Unimarks Legal Solutions offers a wide range of company registration services in Chennai to suit the needs of respective business. We have assisted our clients based in national and international arenas avail the service to establish a branch of their original setup in any part of the world.
The company incorporation services handled by the panel of skilled professionals employed at our end that is well versed with the various company acts and related rules. These experts assist our clients with all the legal norms and issues to ensure easy business process.
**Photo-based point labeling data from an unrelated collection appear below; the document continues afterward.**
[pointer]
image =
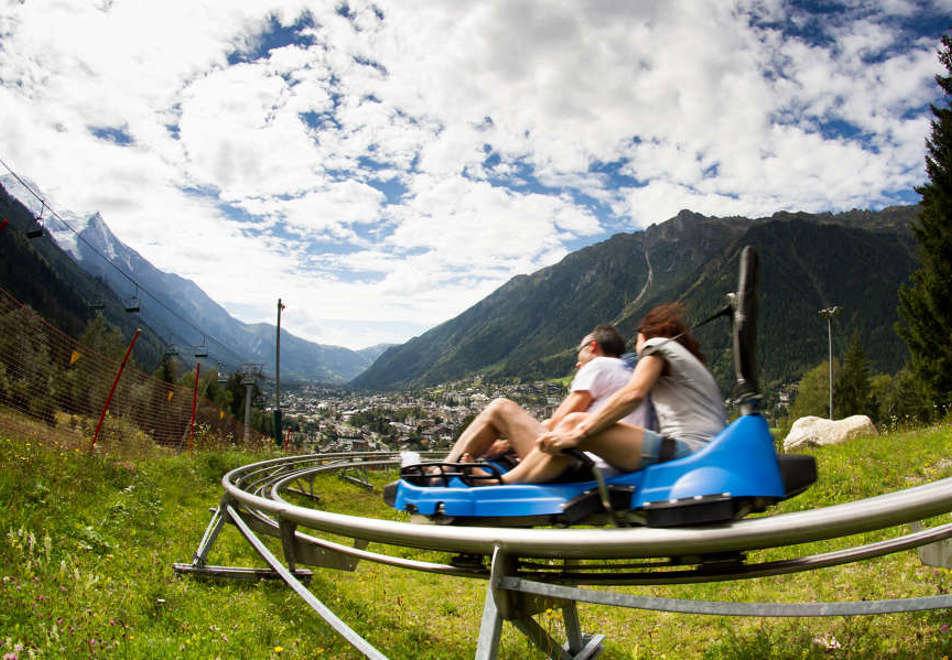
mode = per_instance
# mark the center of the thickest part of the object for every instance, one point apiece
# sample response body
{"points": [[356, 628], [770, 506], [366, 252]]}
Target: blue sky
{"points": [[383, 166]]}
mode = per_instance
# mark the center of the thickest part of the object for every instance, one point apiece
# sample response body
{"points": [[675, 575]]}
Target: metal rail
{"points": [[522, 579], [750, 534]]}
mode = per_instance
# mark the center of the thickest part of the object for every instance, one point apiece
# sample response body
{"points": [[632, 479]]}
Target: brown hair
{"points": [[668, 321]]}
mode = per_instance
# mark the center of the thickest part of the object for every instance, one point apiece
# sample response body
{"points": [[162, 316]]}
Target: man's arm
{"points": [[621, 403], [577, 401]]}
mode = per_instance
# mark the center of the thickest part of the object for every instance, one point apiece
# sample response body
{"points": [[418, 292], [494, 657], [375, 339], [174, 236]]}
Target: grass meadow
{"points": [[87, 543]]}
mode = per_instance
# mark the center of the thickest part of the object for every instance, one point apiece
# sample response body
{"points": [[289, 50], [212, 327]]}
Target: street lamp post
{"points": [[277, 379], [828, 313]]}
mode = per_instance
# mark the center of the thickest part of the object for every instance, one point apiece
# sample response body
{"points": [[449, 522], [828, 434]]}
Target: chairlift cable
{"points": [[53, 213]]}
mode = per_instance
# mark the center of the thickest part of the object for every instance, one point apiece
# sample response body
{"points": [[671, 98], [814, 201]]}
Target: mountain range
{"points": [[179, 313], [528, 328]]}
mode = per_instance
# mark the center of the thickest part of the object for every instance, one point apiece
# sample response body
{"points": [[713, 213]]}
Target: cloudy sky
{"points": [[383, 166]]}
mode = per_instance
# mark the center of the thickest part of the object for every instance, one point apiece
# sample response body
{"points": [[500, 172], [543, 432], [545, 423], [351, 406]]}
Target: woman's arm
{"points": [[621, 403]]}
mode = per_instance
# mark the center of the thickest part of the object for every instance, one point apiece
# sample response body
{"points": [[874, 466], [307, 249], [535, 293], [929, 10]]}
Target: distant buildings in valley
{"points": [[328, 419]]}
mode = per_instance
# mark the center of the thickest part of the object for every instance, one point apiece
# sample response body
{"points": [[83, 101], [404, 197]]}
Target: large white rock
{"points": [[816, 431]]}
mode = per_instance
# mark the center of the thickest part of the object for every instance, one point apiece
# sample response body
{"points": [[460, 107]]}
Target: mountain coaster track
{"points": [[523, 580]]}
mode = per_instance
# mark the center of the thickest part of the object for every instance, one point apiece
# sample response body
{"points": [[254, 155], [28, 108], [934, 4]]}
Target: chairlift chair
{"points": [[37, 231], [132, 304]]}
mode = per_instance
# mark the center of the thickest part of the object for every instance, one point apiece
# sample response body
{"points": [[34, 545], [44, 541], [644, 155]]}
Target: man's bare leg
{"points": [[501, 418]]}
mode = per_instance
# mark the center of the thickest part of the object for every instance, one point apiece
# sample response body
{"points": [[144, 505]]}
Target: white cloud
{"points": [[702, 107]]}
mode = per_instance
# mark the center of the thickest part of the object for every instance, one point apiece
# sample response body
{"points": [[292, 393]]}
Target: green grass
{"points": [[88, 543]]}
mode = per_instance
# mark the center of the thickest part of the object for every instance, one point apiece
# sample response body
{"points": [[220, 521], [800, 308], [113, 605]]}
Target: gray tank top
{"points": [[687, 399]]}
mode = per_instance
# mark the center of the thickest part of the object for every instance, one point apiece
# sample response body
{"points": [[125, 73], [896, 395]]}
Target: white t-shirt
{"points": [[601, 377], [688, 401]]}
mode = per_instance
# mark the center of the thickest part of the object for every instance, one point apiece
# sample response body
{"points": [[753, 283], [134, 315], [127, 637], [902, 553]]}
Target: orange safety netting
{"points": [[50, 376]]}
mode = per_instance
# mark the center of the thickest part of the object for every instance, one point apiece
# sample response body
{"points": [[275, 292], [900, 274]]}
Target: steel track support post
{"points": [[503, 604], [490, 628], [287, 541], [320, 608], [214, 528]]}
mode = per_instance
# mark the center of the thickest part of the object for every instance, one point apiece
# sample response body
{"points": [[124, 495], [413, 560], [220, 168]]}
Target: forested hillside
{"points": [[529, 326]]}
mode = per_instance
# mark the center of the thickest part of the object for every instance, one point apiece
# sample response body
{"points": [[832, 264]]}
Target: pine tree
{"points": [[926, 305]]}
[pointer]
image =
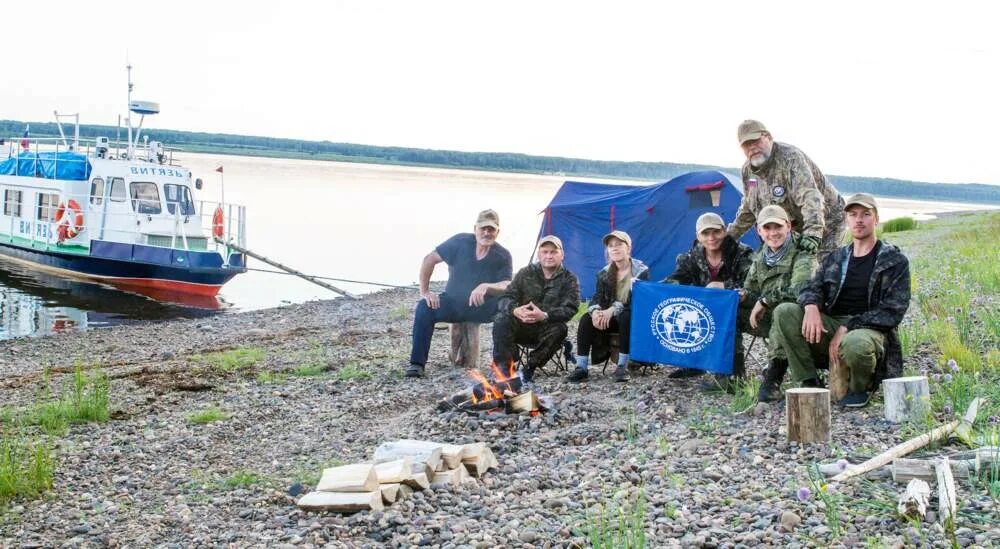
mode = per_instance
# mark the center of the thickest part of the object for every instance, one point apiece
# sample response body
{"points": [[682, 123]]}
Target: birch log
{"points": [[906, 398]]}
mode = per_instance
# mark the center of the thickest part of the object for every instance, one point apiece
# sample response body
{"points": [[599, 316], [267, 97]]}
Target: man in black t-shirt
{"points": [[849, 311], [479, 270]]}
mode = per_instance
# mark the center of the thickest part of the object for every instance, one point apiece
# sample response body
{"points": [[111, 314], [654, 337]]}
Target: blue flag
{"points": [[686, 326]]}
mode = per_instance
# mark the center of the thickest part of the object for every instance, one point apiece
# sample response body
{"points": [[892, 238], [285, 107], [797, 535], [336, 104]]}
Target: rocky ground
{"points": [[150, 477]]}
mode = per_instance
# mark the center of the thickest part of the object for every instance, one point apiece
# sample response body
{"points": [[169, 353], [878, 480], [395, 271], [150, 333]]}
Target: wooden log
{"points": [[358, 477], [906, 398], [390, 492], [394, 471], [418, 481], [465, 344], [913, 502], [807, 412], [342, 502], [896, 451], [418, 450], [947, 505]]}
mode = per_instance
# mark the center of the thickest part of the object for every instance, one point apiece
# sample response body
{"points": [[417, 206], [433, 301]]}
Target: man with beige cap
{"points": [[780, 174], [848, 312], [535, 308], [479, 270]]}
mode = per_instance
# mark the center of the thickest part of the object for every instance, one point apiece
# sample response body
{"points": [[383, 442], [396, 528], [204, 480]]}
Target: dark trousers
{"points": [[588, 337], [546, 337], [450, 310]]}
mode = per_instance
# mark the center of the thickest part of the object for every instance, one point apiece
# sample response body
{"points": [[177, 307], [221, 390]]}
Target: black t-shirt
{"points": [[853, 298], [465, 272]]}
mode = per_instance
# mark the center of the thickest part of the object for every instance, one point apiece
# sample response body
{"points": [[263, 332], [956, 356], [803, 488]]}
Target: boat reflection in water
{"points": [[34, 304]]}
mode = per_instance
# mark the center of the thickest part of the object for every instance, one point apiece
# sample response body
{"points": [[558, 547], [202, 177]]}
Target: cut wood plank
{"points": [[390, 492], [906, 398], [807, 413], [947, 506], [896, 451], [913, 502], [342, 502], [394, 471], [418, 450], [357, 477]]}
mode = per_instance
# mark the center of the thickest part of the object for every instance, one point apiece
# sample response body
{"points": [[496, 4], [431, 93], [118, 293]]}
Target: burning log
{"points": [[342, 502], [359, 477]]}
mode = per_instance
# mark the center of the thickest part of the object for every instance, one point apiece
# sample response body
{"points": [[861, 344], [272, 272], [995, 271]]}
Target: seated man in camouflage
{"points": [[849, 310], [778, 272], [535, 309]]}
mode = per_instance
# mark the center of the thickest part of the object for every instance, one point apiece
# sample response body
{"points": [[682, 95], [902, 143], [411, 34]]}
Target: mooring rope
{"points": [[338, 279]]}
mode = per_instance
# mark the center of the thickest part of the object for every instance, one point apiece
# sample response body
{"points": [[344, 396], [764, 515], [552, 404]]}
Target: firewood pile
{"points": [[397, 469]]}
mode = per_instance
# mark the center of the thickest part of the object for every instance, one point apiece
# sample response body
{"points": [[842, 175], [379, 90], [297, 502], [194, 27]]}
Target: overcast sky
{"points": [[891, 89]]}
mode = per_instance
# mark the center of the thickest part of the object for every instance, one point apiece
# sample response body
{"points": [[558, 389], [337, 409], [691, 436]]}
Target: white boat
{"points": [[122, 213]]}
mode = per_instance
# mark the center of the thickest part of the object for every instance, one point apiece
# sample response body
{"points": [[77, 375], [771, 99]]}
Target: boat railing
{"points": [[151, 151]]}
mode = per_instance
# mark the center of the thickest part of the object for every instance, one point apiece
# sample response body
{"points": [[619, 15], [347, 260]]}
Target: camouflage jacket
{"points": [[604, 296], [888, 298], [783, 282], [793, 181], [692, 266], [558, 296]]}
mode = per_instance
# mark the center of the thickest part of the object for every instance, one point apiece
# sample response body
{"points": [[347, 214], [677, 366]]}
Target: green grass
{"points": [[27, 467], [208, 415]]}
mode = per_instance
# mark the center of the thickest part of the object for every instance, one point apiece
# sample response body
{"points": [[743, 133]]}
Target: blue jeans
{"points": [[450, 310]]}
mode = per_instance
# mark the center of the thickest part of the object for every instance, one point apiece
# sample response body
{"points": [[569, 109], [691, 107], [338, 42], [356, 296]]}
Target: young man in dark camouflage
{"points": [[535, 309], [780, 174], [850, 309]]}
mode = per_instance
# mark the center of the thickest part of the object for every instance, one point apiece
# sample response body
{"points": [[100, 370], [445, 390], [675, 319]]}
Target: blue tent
{"points": [[660, 219]]}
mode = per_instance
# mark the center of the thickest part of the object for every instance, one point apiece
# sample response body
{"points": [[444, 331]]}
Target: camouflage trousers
{"points": [[859, 350]]}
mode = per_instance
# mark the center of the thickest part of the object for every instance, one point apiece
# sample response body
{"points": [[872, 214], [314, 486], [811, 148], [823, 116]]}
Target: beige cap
{"points": [[861, 199], [772, 214], [550, 239], [750, 130], [709, 221], [488, 218], [620, 235]]}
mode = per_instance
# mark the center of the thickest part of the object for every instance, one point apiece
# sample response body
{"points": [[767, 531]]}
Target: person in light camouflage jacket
{"points": [[849, 311], [535, 308], [780, 174]]}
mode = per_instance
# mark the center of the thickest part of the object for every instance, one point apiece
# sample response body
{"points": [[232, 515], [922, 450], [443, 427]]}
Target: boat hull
{"points": [[137, 266]]}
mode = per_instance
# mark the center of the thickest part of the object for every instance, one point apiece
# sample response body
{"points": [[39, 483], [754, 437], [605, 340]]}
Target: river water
{"points": [[345, 220]]}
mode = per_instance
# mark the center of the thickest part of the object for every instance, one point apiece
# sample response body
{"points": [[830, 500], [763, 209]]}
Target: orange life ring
{"points": [[69, 219], [217, 222]]}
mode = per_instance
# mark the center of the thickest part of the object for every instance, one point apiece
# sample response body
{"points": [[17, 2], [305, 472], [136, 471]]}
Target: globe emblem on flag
{"points": [[683, 325]]}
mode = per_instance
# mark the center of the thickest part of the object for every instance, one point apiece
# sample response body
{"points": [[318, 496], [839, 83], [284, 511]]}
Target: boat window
{"points": [[47, 205], [145, 197], [178, 195], [117, 189], [12, 203], [97, 191]]}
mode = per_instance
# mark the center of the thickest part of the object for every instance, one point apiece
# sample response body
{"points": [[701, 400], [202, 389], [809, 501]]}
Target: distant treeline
{"points": [[513, 162]]}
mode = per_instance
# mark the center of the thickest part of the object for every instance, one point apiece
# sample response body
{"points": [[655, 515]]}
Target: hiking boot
{"points": [[856, 400], [578, 375], [770, 388], [621, 374], [681, 373]]}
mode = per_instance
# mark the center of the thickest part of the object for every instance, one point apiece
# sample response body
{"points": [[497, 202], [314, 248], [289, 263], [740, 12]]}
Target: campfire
{"points": [[505, 393]]}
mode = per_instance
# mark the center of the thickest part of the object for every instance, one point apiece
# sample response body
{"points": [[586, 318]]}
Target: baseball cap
{"points": [[861, 199], [709, 221], [488, 218], [550, 239], [750, 130], [772, 214], [620, 235]]}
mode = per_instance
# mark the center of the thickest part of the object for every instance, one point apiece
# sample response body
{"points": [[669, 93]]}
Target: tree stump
{"points": [[905, 398], [465, 344], [807, 412]]}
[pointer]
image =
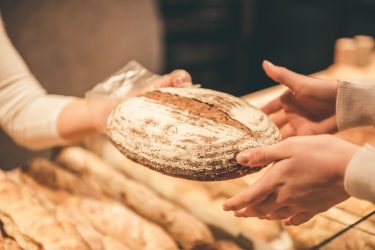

We offer our clients with the following help and support:
- Provide them with Registration Forms and Related Documents
- Various Information about Locales for Setting Up their Infrastructure
- Certificate of Incorporation
- Memorandums and Other Documents for Establishing Associations
- Approvals by the Indian Government for Overseas Companies
Benefits of Company Incorporation
Our executives will spend the time it takes to ensure your Indian offshore corporate structure provides the following benefits:
- Limited Liability for Corporate Directors
- Minimisation of International Tax Liabilities
- Minimal Statutory Filing Obligations
- Incorporation in a Politically Stable Jurisdiction
- A Corporate Bank Account with an International Retail or Private Bank
- Nominee Shareholders and Directors for Confidentiality of Beneficial Owners
- Low Share Capital Requirements
In fast changing business scenarios, there are changing laws, rules and regulations which over the time now and then, require actions and steps to be undertaken in order for smooth functioning. Our clients function in this complex business scenario and there is a need to centralize all their legal compliances, mandatory requirement laws and regulations, and therefore Unimarks Legal Solutions assists its clients in providing further mentioned services meeting client expectations.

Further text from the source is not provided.